Alan started by saying he has a ‘nuts and bolts’ take on things. He was as bold to say that his generation were at the end of Scottish School Excellence, observing, in his view, ‘if it ain’t broke, don’t fix it!’. A big hint that he had not been impressed at what he had observed in recent times. Alan’s career involving much recruitment led him to conclude that ‘It’s the end product which counts’. He left no doubt that he felt the modern product ‘could do better’.
Ken drew from his Further Education experience, a system which he told us is the envy of many countries. One of Ken’s key points was that the College Boards of management are populated with people from industry, commerce, teaching, etc. They have their finger on the pulse of the market place. This means that the courses on offer continually evolve to suit what the market needs. The colleges cater for the late learners and between 28 to 38% of children enter FE on leaving school. In recent times they have also played a big role in educating migrants. There is a high satisfaction level amongst the students, a significant measure of success. For Ken, therefore, looking across all education sectors, Scottish Education is still world class.
Questions from the floor included grandparents’ concerns about the impact of the lockdown on children’s education and performance, the difficulty of the public being able to measure the quality of education, discipline in classes, often related to a lack of support for children with special needs, and reductions in face to face teaching hours. The protagonists responded to these issues amplifying on the basic thrust of their arguments.
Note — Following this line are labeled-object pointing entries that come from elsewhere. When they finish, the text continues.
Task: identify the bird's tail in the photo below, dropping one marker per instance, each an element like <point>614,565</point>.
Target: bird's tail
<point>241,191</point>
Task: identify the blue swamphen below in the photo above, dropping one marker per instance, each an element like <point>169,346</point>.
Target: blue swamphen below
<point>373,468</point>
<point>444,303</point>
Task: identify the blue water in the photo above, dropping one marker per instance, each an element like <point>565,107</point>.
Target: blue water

Overall the debate helped provide illumination on where Scotland’s education stands at the present time. For this author there is a sense that, while Scotland still statistically fares well in the international league table, there was a feeling among the audience that the ranking did not reflect the direction of travel of Scotland’s education performance. The fact that the system is no longer controlled by experienced educationalists is a factor. All are for the laudable political aim to ‘get it right for every child’ but there is a feeling that reduced resources through austerity budgets reflected in declining teacher rewards and reduced specialist support for children with special needs in the classroom, do not reflect this aspiration. So while Moyra made a good case, supported by the favourable OECD international ranking, a majority of the members voted for the motion.
This debate was a good day out helping members search their souls on matters of education so close to their heart. Many thanks to the protagonists, Des, Moyra, Aland and Ken for making their cases. Also many thanks to John McCormick who chaired the debate quietly and efficiently.